Audax Private Equity (“Audax”) today announced that it has acquired a controlling interest in Solve Industrial Motion Group (“Solve” or the “Company”), a leading provider of high-quality power transmission components and industrial-grade bearings, from Incline Equity Partners. Terms of the transaction were not disclosed.

Based in Charlotte, North Carolina, Solve is a leading manufacturer and value-added service provider of highly engineered, specialty bearings and other power transmission and drive components. The company offers a portfolio of globally sourced specialty products across its P.T. International, IPTCI Bearings, and LMS Bearing brands. Solve’s comprehensive supply catalog, coupled with its refined supply chain, certified quality control, competitive pricing, custom offerings, and unparalleled customer service has made it a trusted partner to distributors and OEM customers since 1994.
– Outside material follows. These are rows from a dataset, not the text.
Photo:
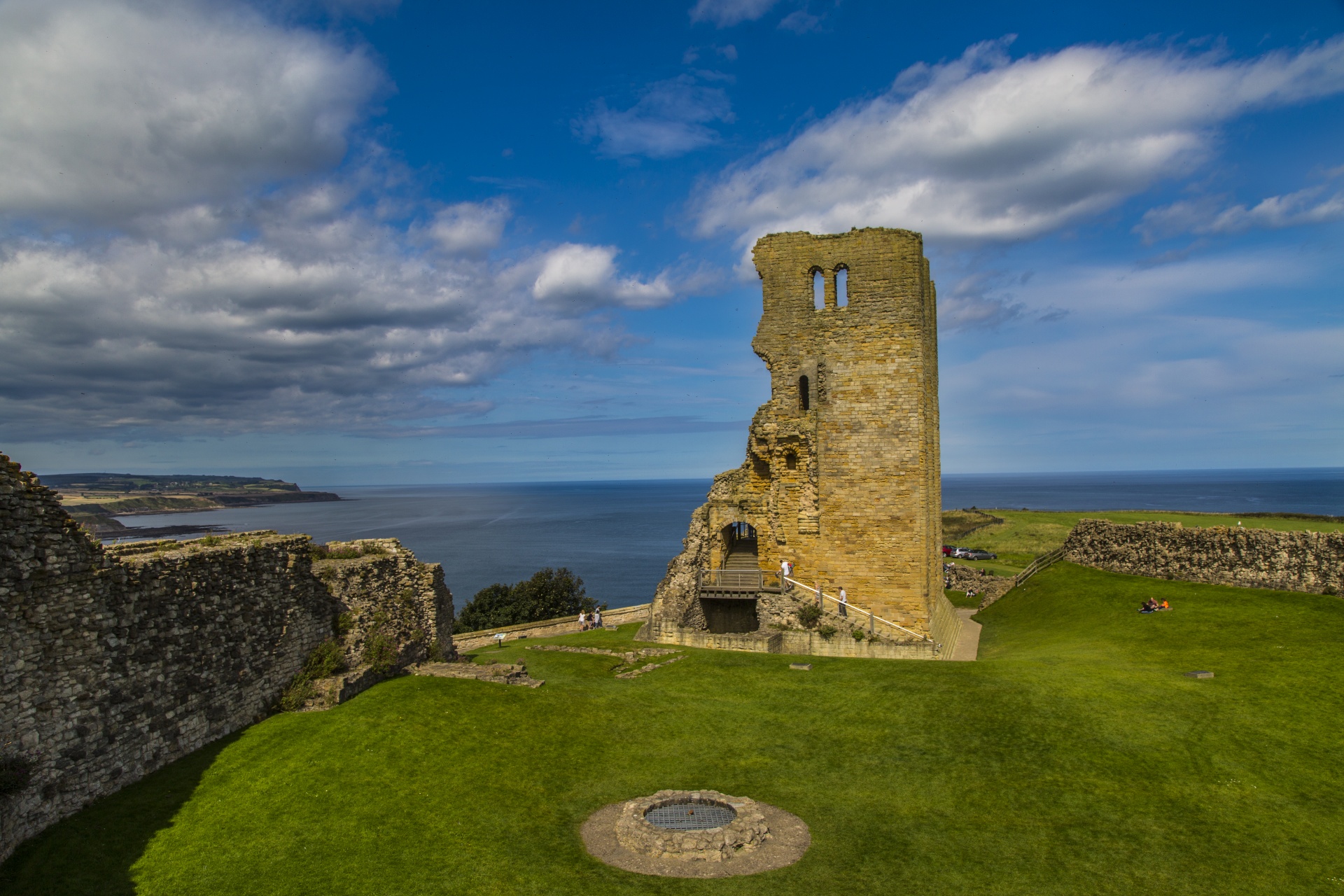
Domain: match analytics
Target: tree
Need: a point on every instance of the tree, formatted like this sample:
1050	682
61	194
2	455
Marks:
547	596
“Today’s milestone affirms our strong go-to-market strategy and brand evolution,” said Lisa Mitchell, Chief Executive Officer of Solve. “With Audax’ support, knowledge, and expertise, we hope to drive further global expansion into the broader power transmission and electric motion markets. We are excited to begin this next chapter of growth.”

“We believe Solve is well-positioned to capture additional market share with OEMs and distributors globally through organic growth opportunities and strategic acquisitions,” said Don Bramley, Managing Director of Audax, “We are thrilled to be partnering with the company’s highly-experienced management team to help take the business to the next level.”

Joe Rogers, Managing Director of Audax, added, “Solve is a long-standing leader in the bearings and power transmission space with a highly diversified product portfolio across key industries. We look forward to supporting the Company as it continues to serve as a preeminent end-to-end resource to its customers.”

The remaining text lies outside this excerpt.